Even if they could fab all of those chips, the margin between the fab business and CPU design is pretty drastic.
TSMC fabs leading node, and has consistently for several cycles now. So its margins probably benefit from a premium.
If Intel can make their foundry business work and keep parity with TSMC, the net effect is that margins for leading node compress from the increased competition.
> the net effect is that margins for leading node compress from the increased competition.
That is true in perfectly competetive markets, but I'm skeptical about that idea holding true for high-end chip nodes.
I'm not sure there is enough competition with Intel joining the market alongside TSMC, Samsung, and all the other (currently) minor players in the high-end space. You might see a cartel form instead of a competative market place, which is a setup where the higher margin is protected.

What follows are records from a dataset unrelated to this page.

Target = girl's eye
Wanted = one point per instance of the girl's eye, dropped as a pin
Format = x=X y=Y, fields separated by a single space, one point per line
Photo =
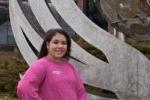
x=64 y=43
x=55 y=42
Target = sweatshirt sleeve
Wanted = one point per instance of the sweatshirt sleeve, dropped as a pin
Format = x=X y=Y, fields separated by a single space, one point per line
x=28 y=86
x=80 y=87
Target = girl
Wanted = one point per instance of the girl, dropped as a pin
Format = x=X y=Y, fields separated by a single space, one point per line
x=52 y=77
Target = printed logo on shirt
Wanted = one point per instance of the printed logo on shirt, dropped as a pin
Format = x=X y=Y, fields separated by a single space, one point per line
x=56 y=72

My best guess is the price will remain high, but the compression will happen around process yields. You could successfully argue that is the same as compressing margins, but then what happens after peak yield? Before prices compress, all the other compressable things must first squeeze.
> You might see a cartel form instead of a competative market place, which is a setup where the higher margin is protected.

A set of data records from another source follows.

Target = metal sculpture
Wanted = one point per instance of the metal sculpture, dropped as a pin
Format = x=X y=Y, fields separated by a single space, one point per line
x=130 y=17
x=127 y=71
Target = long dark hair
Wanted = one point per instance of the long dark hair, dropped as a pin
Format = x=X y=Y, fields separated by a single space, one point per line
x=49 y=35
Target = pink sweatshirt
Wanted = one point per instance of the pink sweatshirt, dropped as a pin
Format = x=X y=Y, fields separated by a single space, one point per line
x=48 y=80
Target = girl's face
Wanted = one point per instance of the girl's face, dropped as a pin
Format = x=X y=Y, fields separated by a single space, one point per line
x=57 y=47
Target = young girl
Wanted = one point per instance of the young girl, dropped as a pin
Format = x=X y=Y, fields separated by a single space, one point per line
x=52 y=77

Wouldn't it more likely be that players just carve out niches for themselves in the high-end space where they DON'T compete?
If you're Intel - it seems like a fools errand to spend $50B to maybe take some of TSMC's customers.
You'd probably rather spend $10B to create a new market - which although smaller - you can dominate, and might become a lot larger if you execute well.
I figured you'd see margin compression from the major, volume-limited buyers: e.g. Apple, Nvidia, etc.
Paying a premium to get a quota with TSMC looks different, if there's competitive capacity, at least for large customers who can afford to retask their design teams to target a different process.
Even if only as a credible stalking horse in pricing negotiations with TSMC.
All I wanna know is how it compares to AWS Graviton2/3/4 instances. Axion needs to be cheaper, faster, or lower emissions to be worth even considering. Everything else is just talk and vendor lock in.
By lock-in, I’m referring to my EC2 committed use savings plan that would prevent me from considering migrating to GCP until it expires next year, even if Google’s instances are quantifiably better.
It’s difficult to quantify emissions because the power generation is mixed and changes based on demand. Water consumption should also be a factor, but there’s even less data available for that.
My hunch is that this is theater. The executives wanted this program as a weapon. Google didn't like being at the mercy of processor suppliers. Now they can threaten to just make their own. It could ultimately turn out to be a bluff, if their suppliers drop their price and improve their lineup. Source: made it up.
This is probably one reason why Intel is moving towards providing foundry services. The barrier to entry for doing chip manufacturing is higher than for designing chips now. It’s still an open question if Intel can compete with TSMC and Samsung though.
Intel 4 is superior to anything Samsung offers, and not nearly as far behind TSMC's 3nm density as people are lead to believe. The "open question" is mostly about fab scaling and the business side of foundary management. Their silicon works just fine in the market as it stands.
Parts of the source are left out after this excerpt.